Un EP à quatre visages


Outre Quand le film est triste et Je suis libre, ce premier 45 tours RCA contient aussi Tout au long du calendrier – version endiablée du Calendar Girl de Neil Sedaka – et Le petit lascar, adaptation par Daniel Filipacchi d’un titre de Lavern Baker. Le disque est un condensé de pop américaine à la française, avec des arrangements signés Eddie Vartan, le grand frère bienveillant et déjà maître du son. On y trouve un équilibre entre fraîcheur adolescente et énergie rock.


En scène : le feu dans les jambes


Dès l’hiver 61, Sylvie enchaîne les télés, notamment Le musée fantastique et L’avenir est à nous. Sur scène, elle joue les premières parties de Vince Taylor, puis en 1962, elle tourne dans toute la France.
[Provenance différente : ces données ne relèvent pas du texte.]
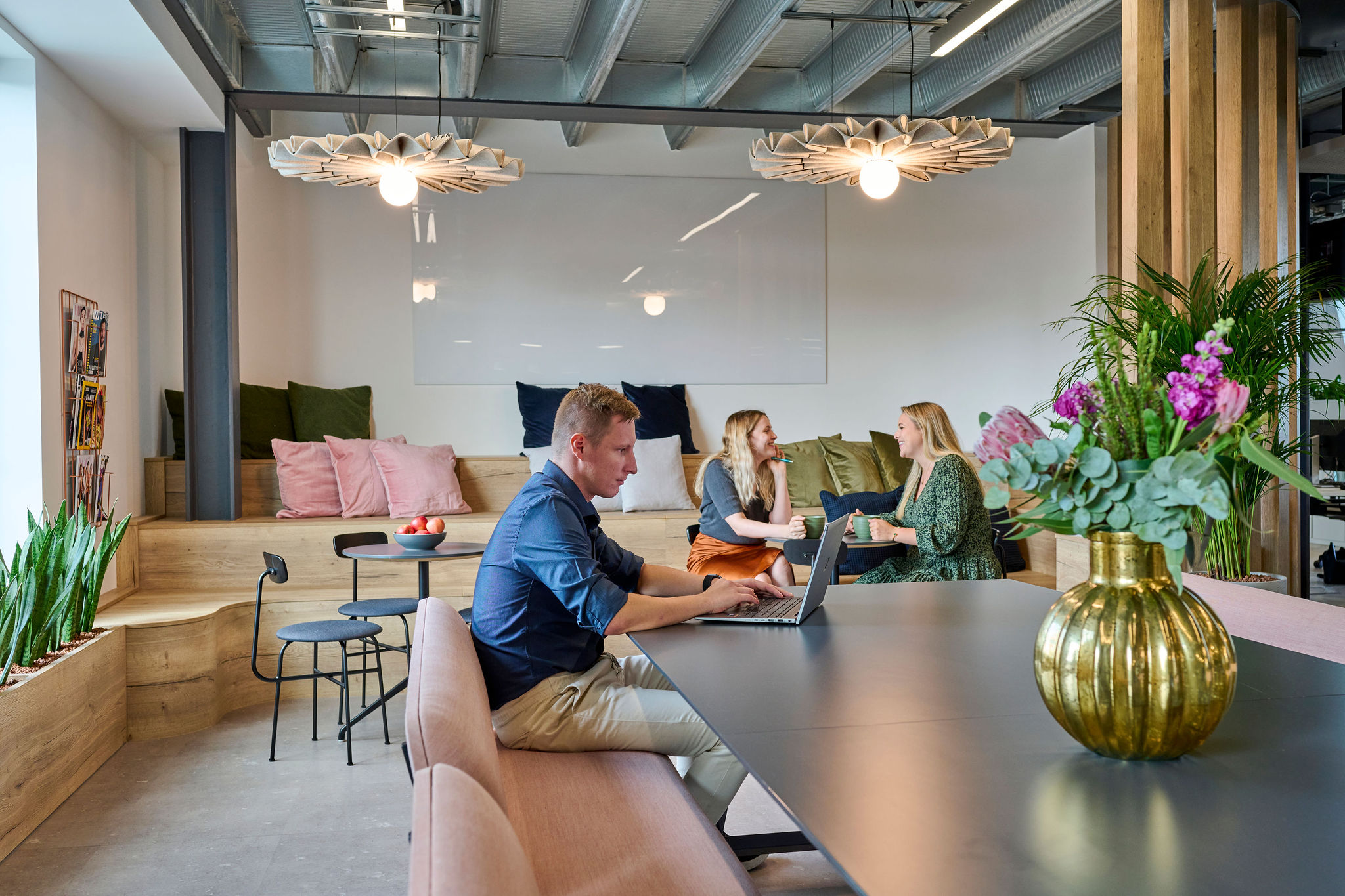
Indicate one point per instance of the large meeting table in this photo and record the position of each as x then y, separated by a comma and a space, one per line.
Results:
902, 729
Sa réputation grandit. Elle est l’une des rares filles dans un monde encore très masculin, où les Johnny, Richard Anthony et autres Chaussettes Noires trustent les hits. Mais Sylvie impose son style : chemisier, jupe sage et attitude rock.


La suite ? On la connaît


Les années passent. Sylvie devient l’une des figures majeures de la chanson française et ouvre la voie à Françoise Hardy et Sheila, entre autres. Mais Je suis libre reste un témoignage de ses débuts, de son audace, de son passage de l’ombre à la lumière. Derrière cette chanson un peu naïve se cache déjà tout ce qui fera son charme : l’élégance, la fougue, et ce brin de contradiction qui la rend profondément humaine.


Alors, réécoutez-la. Et souvenez-vous que derrière chaque voix de l’époque, il y a une histoire, un combat, et parfois… un cri de liberté.